Here’s our quick guide.
Architects are the strategic creative planners in building design. They create house plans based on a range of factors, from property size to building design type. Your architect can discuss your home design, plan, site considerations, and a full spectrum of home building issues and choices.
Architects are typically used for unique design creation for modern homes. They have a thorough knowledge of building and they work closely with builders and draftsmen on practical issues. Architects are frequently involved in direct construction supervision, acting as an authority for building and other issues.
If the architect is the strategic thinker, the draftsman is the tactician, managing the working plans. Draftsmen do the “forensic” level planning and the technical plans. A single architectural plan can produce a vast array of technical drawings, so this is a very important role.
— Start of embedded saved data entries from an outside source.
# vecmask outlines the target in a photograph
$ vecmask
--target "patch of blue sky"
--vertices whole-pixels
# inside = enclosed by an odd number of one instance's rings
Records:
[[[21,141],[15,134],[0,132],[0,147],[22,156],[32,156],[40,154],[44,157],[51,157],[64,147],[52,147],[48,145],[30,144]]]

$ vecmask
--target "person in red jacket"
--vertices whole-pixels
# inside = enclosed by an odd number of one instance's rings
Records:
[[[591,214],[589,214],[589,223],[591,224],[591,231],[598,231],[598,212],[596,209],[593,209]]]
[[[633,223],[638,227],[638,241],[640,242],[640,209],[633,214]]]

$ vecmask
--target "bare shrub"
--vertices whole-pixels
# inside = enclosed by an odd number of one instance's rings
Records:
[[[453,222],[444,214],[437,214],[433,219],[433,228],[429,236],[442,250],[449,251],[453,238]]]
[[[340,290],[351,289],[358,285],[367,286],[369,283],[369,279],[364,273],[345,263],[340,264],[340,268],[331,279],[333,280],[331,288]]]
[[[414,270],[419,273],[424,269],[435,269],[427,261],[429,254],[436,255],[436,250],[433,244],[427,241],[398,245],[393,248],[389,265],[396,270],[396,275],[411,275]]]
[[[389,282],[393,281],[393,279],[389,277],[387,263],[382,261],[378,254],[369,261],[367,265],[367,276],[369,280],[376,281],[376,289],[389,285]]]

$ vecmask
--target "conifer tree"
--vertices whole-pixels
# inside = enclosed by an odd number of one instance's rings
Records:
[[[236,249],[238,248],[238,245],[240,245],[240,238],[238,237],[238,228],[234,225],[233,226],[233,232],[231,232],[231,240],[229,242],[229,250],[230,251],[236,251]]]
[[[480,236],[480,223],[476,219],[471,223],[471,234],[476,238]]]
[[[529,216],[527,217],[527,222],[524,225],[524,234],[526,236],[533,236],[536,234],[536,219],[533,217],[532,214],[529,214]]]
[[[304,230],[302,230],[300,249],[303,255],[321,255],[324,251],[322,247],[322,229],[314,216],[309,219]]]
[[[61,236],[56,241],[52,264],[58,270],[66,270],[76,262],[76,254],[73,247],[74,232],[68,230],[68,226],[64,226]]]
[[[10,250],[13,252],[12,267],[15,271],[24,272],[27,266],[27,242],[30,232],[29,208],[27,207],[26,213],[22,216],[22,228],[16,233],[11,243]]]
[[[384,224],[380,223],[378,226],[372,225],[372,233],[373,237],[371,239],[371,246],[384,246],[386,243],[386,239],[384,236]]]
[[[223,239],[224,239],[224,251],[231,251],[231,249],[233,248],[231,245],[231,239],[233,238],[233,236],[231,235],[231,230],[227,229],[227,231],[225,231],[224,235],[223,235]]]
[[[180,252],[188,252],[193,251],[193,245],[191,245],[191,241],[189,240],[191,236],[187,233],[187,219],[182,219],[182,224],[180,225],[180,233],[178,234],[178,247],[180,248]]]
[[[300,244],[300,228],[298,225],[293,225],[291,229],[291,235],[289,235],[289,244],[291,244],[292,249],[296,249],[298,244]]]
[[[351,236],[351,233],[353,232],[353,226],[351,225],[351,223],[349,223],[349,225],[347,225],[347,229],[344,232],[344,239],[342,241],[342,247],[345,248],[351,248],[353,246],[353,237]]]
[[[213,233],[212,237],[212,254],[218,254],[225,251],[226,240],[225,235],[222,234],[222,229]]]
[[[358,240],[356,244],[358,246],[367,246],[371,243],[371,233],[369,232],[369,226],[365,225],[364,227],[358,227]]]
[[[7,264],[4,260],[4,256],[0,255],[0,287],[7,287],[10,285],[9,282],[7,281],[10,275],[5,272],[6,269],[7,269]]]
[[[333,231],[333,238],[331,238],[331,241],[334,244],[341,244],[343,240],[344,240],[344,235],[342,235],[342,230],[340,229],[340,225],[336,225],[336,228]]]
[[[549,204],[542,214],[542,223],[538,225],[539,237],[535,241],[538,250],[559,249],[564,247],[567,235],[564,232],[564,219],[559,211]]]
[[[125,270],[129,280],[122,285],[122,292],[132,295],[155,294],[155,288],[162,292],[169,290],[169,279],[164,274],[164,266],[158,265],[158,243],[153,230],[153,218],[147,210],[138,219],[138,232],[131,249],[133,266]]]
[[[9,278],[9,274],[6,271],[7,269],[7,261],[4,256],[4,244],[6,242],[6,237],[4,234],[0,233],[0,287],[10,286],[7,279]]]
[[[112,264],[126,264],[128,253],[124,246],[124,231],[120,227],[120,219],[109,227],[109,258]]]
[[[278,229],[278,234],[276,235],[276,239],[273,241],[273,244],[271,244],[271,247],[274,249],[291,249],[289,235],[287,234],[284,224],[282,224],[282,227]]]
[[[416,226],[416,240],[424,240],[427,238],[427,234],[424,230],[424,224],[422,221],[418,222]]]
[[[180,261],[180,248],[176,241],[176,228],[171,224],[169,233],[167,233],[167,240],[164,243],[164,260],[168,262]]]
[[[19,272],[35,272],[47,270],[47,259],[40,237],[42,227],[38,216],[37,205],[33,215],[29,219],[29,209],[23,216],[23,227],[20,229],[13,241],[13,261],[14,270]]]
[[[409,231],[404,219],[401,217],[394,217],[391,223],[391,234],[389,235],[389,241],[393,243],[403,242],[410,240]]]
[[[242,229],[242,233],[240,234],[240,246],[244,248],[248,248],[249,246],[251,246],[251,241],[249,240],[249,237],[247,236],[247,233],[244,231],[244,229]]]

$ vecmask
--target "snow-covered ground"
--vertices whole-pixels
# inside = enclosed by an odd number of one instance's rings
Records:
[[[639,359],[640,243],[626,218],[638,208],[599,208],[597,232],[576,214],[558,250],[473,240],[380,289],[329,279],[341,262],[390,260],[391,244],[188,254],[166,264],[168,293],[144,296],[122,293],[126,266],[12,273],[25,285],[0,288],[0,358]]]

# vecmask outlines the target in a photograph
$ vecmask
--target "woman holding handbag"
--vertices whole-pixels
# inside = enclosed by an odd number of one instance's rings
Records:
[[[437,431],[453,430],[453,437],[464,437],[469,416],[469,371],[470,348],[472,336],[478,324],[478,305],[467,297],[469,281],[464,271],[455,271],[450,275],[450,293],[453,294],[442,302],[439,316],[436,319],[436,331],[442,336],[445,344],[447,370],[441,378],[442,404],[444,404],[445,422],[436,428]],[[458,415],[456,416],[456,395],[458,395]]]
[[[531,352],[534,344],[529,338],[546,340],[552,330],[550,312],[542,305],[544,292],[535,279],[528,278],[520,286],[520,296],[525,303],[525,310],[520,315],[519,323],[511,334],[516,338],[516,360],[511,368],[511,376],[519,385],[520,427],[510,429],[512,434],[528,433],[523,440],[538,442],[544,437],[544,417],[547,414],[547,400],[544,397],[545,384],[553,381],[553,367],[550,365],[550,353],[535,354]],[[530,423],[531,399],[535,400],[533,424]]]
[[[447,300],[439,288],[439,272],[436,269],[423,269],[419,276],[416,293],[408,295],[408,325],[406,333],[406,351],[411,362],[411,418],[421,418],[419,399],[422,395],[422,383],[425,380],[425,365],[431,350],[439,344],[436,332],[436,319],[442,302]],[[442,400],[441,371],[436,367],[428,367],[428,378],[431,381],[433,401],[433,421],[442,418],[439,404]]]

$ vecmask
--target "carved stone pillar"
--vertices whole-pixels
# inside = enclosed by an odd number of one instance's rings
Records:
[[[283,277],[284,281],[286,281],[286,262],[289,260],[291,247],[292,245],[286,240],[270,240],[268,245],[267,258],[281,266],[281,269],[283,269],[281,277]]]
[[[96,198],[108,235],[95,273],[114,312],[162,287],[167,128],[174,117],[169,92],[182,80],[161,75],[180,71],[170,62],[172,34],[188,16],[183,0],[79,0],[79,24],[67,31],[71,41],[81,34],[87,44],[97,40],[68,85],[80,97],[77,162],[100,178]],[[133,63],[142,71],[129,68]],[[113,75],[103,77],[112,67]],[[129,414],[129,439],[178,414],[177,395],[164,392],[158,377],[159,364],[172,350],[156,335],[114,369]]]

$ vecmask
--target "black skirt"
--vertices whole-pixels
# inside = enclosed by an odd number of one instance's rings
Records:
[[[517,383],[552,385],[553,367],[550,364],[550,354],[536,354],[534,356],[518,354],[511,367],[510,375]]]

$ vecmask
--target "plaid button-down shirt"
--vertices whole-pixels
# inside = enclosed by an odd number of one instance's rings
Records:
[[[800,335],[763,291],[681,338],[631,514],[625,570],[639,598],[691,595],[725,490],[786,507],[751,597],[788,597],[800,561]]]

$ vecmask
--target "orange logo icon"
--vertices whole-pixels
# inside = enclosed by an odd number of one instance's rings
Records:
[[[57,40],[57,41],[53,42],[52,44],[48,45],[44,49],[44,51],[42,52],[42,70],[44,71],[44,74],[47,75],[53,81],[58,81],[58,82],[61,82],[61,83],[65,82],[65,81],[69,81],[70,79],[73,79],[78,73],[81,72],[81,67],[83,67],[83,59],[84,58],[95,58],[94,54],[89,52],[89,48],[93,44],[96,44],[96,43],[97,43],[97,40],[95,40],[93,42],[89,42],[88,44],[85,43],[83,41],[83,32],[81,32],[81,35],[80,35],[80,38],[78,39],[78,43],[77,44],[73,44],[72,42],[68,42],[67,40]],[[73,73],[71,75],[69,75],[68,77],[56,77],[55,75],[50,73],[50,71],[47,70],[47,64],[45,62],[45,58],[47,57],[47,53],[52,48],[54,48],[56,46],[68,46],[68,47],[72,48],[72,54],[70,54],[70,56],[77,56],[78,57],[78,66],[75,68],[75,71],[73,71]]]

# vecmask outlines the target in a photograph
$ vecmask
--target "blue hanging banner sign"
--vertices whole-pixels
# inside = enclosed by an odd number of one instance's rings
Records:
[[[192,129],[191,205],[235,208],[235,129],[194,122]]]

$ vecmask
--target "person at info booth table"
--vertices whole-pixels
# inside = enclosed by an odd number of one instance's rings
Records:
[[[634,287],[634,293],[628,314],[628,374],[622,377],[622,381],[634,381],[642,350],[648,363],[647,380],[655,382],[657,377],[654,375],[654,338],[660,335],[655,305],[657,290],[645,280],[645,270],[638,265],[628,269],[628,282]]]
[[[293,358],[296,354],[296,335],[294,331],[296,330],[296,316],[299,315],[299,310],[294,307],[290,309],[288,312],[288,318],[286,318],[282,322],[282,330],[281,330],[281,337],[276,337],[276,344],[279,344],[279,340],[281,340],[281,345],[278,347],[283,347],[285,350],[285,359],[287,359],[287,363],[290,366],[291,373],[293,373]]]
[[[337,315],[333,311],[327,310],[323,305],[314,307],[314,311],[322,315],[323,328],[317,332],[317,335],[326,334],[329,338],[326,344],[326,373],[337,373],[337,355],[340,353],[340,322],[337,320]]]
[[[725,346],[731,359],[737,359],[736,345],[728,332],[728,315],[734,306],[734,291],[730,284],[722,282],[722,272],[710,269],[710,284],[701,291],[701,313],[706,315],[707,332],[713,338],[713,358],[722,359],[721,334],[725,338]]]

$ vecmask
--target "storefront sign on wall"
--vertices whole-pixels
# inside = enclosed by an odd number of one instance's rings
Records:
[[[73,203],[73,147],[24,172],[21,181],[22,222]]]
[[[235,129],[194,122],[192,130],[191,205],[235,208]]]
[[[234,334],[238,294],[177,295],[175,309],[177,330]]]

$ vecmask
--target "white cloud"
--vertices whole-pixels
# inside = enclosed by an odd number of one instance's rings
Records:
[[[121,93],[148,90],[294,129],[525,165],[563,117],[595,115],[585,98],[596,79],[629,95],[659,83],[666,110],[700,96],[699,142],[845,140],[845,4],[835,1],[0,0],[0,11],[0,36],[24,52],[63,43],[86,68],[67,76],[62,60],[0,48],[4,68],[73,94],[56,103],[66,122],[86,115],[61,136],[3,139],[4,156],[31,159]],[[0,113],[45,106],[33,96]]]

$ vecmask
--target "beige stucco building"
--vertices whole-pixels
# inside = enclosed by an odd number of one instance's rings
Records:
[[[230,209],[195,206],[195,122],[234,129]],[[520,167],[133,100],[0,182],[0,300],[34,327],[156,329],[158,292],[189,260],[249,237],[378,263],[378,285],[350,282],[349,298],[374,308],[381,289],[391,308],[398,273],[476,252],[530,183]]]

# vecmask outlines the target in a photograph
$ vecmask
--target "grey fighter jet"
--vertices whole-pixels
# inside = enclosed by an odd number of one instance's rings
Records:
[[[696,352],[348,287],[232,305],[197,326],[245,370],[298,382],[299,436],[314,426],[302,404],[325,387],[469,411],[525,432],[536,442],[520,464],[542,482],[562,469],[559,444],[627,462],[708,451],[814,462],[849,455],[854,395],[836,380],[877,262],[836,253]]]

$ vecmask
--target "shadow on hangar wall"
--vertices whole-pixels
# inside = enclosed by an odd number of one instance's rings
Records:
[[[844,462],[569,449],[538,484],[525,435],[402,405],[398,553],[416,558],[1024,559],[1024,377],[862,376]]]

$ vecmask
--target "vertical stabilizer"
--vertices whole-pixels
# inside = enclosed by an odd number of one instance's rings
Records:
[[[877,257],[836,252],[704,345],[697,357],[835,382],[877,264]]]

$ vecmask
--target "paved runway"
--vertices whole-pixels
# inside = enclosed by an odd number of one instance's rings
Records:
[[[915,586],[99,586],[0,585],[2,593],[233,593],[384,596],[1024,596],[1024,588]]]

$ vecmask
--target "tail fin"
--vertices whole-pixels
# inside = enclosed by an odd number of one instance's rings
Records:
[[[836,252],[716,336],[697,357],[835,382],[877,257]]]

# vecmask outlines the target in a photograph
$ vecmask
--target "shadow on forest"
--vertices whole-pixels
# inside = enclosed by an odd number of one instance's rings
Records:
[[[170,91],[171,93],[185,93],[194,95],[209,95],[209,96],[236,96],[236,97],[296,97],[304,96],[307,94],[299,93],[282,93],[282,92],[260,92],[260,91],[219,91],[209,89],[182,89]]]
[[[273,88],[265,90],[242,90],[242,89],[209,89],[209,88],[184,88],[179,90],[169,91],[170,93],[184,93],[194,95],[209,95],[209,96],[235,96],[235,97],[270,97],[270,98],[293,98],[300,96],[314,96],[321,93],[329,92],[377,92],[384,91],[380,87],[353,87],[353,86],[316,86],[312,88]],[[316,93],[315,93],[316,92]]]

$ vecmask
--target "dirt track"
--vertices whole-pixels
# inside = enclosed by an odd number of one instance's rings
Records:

There is a degree of overlap in the architect’s and the draftsman’s work. The major distinction is that the draftsman does the technical drawing for your plans. The draftsman also does the CAD 3D design plans and other critical design work, based on plan metrics, site measurements and surveys.
Architect and Draftsman, Working Together
How These Experts Help You – True Story
Your architect and your draftsman are your insurance against construction issues. Consider a short but true architectural horror story to illustrate their roles:
A warehouse in New South Wales was constructed according to old, and as it turned out, inaccurate, plans. Construction went ahead without checking with the architect or the draftsman. The builder was simply told to build as per plan, regardless of his concerns about the site metrics. The result was a 5cm gap between two long brick faces on a 30-metre warehouse.
There was literally nothing in the gap but empty space and you could see daylight through the gap from floor to ceiling. The building was flooded the first time it rained, within days of being built. The very disgruntled builder refused to have anything more to do with the project, so another builder had to be engaged, costing more money.
If these plans were looked at by architects and draftsmen, both parties would have flagged concerns that stopped construction and solved problems before they started.